The sprawling quarantine centers are the product of an overwhelme­d and underfunde­d health care system, a jolt of recent covid-19 deaths and an authoritar­ian streak that often turns to a robust security apparatus in times of trouble. The Cambodian government has gone from nonchalanc­e to closures to crackdowns.

In April, a law was passed that threatened 20 years in prison for anyone judged to have intentiona­lly spread the virus. During a recent curfew period, security forces patrolled neighborho­ods with bamboo canes.

Phnom Penh health officials confirmed this month that 21 covid-19 “care centers” had been set up across the capital, including state hospitals and various large venues that have been converted to hold the surging number of patients.

Or Vandine, a doctor who is secretary of state at the Ministry of Health, said she did not know how many patients were in the state-run quarantine camps, but that officials were doing all they could to “make conditions in the camps livable.”

At Koh Pich, a usually exclusive area that means “Diamond Island,” a former event space has been turned into an 1,800-bed facility with patients camped out in crumbling auditorium­s, all living on single beds about an arm’s length away from the next.

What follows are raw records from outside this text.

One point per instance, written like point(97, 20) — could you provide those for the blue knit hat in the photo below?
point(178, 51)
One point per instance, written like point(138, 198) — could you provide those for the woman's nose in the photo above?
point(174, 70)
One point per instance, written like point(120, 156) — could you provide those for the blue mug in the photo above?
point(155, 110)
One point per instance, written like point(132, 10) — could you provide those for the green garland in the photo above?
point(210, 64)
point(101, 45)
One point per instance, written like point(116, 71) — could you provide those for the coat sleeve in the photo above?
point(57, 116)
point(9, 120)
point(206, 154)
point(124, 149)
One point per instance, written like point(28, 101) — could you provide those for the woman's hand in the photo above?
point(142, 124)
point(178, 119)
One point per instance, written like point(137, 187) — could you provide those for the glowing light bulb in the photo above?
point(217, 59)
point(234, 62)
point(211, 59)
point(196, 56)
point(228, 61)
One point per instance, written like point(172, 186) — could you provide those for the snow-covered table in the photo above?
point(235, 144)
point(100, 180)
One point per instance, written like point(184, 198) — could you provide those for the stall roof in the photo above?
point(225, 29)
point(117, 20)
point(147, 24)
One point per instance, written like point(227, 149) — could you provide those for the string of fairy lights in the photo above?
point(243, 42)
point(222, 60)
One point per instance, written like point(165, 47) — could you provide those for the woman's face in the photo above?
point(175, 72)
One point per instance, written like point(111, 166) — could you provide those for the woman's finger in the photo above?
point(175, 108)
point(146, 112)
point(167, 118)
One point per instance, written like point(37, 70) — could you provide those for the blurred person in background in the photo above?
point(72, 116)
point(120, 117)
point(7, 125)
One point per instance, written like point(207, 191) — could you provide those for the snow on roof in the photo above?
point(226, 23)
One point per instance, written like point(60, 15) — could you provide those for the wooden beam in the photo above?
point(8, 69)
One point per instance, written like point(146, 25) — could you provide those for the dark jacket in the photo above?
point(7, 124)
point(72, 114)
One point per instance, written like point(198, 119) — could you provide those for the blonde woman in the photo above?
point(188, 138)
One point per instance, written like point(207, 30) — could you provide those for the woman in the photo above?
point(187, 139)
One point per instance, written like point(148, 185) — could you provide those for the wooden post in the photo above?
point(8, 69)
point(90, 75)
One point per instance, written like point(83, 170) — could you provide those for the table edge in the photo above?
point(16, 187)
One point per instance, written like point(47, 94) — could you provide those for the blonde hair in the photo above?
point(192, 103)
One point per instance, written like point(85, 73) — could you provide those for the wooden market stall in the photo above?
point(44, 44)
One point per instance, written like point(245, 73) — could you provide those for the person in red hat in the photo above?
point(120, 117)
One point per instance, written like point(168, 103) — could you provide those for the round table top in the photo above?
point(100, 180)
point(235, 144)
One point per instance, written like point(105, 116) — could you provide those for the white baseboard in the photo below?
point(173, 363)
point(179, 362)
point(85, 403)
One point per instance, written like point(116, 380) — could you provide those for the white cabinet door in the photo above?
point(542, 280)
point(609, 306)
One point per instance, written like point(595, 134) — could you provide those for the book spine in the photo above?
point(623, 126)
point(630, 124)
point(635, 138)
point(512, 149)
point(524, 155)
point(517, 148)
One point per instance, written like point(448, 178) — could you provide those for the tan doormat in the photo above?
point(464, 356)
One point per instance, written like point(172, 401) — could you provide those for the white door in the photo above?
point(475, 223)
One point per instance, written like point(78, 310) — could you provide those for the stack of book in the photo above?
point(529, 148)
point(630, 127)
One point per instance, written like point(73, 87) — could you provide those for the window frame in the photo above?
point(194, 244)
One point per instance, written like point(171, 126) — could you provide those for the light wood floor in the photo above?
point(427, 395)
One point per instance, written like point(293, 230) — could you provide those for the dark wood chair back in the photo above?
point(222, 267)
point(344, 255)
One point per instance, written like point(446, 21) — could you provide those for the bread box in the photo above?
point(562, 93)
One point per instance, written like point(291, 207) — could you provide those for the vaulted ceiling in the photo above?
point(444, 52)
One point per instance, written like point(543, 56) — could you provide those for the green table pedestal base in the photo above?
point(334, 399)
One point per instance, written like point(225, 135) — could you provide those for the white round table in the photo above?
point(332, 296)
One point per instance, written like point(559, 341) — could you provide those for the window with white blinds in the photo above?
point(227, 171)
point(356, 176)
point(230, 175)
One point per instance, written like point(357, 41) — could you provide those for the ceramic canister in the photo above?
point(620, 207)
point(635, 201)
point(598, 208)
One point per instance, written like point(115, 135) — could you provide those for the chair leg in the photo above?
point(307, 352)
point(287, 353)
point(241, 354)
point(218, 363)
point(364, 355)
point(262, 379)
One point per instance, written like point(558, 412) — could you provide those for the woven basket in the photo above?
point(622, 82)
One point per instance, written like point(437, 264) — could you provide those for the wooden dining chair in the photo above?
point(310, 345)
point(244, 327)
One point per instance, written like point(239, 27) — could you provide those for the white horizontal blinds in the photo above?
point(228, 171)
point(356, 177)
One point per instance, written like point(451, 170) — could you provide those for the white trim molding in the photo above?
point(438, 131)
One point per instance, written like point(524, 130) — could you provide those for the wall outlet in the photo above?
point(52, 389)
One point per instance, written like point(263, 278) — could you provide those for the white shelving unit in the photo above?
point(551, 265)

In the suburb of Sen Sok, a gargantuan wedding venue usually reserved for lavish parties hosted by Cambodia’s elite is now equipped to hold 1,500 people and is adorned with clotheslin­es, trash piles and confinemen­t fences.

And the sporting grounds of Olympic Stadium, a 1960s masterwork by Cambodian architect Vann Molyvann, now look like an industrial-scale medical center, complete with mobile barracks, isolation facilities and medics in protective suits.

The World Health Organizati­on representa­tive to Cambodia, Dr. Li Ailan, said Cambodia’s spike in covid-19 cases was caused by new, more infectious variants as well as a mix of pandemic fatigue and the false belief that vaccines prevent all infection. She said there were “pros and cons” to the government’s methods.

“While it is important to keep positive people in quarantine centers, it is equally important to provide them effective treatment,” she said. “The quarantine centers have a defined number of people living in each of them, while people with severe or critical symptoms are being treated in the referral hospitals.”

Cambodia is at a critical stage of its covid-19 response, with outbreaks in factories, prisons, markets and small communitie­s, Li said. “Vaccines are an important tool in fighting covid-19, but they will not end the pandemic.”

Cambodia’s vaccinatio­n program has been praised for reaching 6.3 million of the country’s 16 million people. Yet many of the patients in the quarantine center at Koh Pich had been vaccinated and were asymptomat­ic.

The Ministry of Health has denied that the centers are overcrowde­d. Those who end up there were tested at their workplaces, went to a public clinic to get checked or were ordered to go to a state-run testing site, where a positive result leads straight to a quarantine center.

“We don’t trust the informatio­n that’s out there or the data that’s given to us,” said Khun Tharo, a veteran activist and program manager for the Center for Alliance of Labor and Human Rights.